Polyamine Metabolism and DNA Synthesis in Regenerating Rat Liver12

Abstract

The induction of hepatic ornithine decarboxylase [EC 4.1.1.17] is one of the earliest detectable events in liver regeneration. Administration of DL-α-hydrazino-δ-aminovaleric acid (DL-HAVA), a competitive inhibitor of ornithine decarboxylase, markedly inhibited the rise in the putrescine level and increase in DNA synthesis in rat liver after partial hepatectomy.
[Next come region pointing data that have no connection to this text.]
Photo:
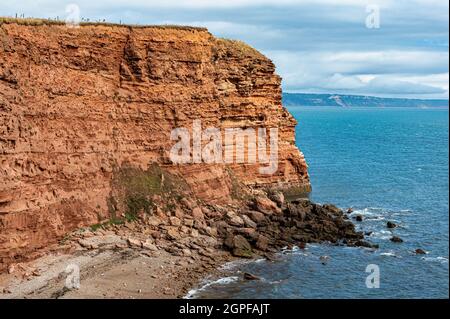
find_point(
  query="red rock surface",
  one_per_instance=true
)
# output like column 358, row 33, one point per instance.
column 76, row 103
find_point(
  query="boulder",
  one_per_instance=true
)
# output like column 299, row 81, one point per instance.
column 390, row 224
column 175, row 221
column 188, row 222
column 197, row 213
column 248, row 276
column 277, row 197
column 194, row 233
column 133, row 242
column 258, row 217
column 266, row 206
column 236, row 221
column 249, row 233
column 173, row 234
column 239, row 246
column 148, row 244
column 262, row 243
column 396, row 239
column 248, row 222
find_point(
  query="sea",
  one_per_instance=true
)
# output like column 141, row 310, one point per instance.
column 387, row 164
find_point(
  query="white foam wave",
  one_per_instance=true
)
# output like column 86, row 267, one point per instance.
column 382, row 234
column 221, row 281
column 443, row 260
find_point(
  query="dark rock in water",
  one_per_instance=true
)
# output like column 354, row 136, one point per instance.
column 277, row 197
column 362, row 243
column 258, row 217
column 390, row 224
column 396, row 239
column 239, row 246
column 332, row 208
column 324, row 259
column 248, row 276
column 262, row 242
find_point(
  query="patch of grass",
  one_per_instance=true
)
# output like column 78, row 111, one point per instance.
column 110, row 222
column 241, row 48
column 42, row 22
column 133, row 190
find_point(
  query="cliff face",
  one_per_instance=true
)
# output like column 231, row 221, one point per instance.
column 78, row 104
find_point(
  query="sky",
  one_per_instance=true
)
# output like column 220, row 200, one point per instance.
column 388, row 48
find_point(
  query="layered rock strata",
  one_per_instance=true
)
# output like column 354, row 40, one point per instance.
column 79, row 104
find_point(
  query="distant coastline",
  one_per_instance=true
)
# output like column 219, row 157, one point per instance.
column 311, row 99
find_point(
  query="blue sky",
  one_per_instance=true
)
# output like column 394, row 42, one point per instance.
column 320, row 46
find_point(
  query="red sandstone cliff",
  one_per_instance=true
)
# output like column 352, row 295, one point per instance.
column 78, row 104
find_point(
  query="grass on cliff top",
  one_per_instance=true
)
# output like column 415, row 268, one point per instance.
column 242, row 47
column 42, row 22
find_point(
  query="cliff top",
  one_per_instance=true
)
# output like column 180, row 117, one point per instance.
column 41, row 22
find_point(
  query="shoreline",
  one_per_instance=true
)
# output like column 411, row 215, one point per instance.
column 166, row 255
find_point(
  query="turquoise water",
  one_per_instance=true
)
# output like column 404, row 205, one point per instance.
column 387, row 164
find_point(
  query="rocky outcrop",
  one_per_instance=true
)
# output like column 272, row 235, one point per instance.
column 78, row 105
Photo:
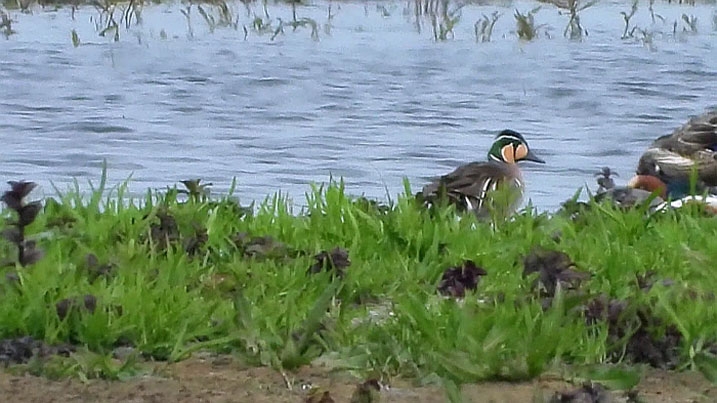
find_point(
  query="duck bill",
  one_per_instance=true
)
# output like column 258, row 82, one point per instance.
column 532, row 157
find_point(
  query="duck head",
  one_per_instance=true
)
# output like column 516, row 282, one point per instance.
column 649, row 183
column 510, row 147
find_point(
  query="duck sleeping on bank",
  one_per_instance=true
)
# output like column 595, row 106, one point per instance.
column 667, row 165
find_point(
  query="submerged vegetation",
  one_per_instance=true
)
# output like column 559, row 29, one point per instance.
column 381, row 290
column 441, row 17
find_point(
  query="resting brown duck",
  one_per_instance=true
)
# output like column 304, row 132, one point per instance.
column 672, row 158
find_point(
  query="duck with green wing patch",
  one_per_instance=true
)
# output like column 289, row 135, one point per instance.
column 673, row 157
column 487, row 188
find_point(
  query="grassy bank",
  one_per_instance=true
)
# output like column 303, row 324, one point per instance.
column 100, row 286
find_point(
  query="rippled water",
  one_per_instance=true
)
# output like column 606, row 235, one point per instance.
column 372, row 100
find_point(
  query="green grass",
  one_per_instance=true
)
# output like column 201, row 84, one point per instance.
column 168, row 291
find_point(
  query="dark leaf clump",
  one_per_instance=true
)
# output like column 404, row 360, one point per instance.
column 645, row 338
column 334, row 261
column 367, row 392
column 589, row 392
column 95, row 269
column 14, row 199
column 262, row 247
column 457, row 279
column 65, row 306
column 194, row 244
column 21, row 350
column 555, row 269
column 318, row 395
column 165, row 232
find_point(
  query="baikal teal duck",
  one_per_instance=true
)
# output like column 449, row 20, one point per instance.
column 492, row 188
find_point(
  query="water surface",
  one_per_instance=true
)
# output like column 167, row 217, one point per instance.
column 373, row 100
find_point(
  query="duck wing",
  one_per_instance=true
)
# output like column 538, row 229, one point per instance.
column 698, row 135
column 468, row 185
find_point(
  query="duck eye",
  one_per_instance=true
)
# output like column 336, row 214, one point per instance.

DL-HAVA also depressed the rises in the activities of thymidinc kinase [EC 2.7.1.21] and thymidylate synthetase [EC 2.1.1.45] in regenerating rat liver, resulting in a large decrease in the hepatic deoxythymidine triphosphate (dTTP) pool that normally expands in response to the operation, though the induction of DNA polymerase [EC 2.7.7.7] was little affected by the inhibitor. These inhibitions by DL-HAVA were effectively reversed by the administration of putrescine, but not 1,3-diaminopropane or cadaverine. Administration of 1,3-diaminopropane, which inhibits the induction of ornithine decarboxylase, caused metabolic alterations in regenerating rat liver similar to those produced by DL-HAVA. Injection of aminoguanidine, a potent inhibitor of diamine oxidase [EC 1.4.3.6], resulted in increased putrescine accumulation and then increased DNA synthesis in the regenerating liver. These results strongly suggest that putrescine synthesis is a prerequisite for liver regeneration and that polyamine(s) is involved in the synthesis of dTTP (and consequently DNA synthesis) in the liver after partial hepatectomy.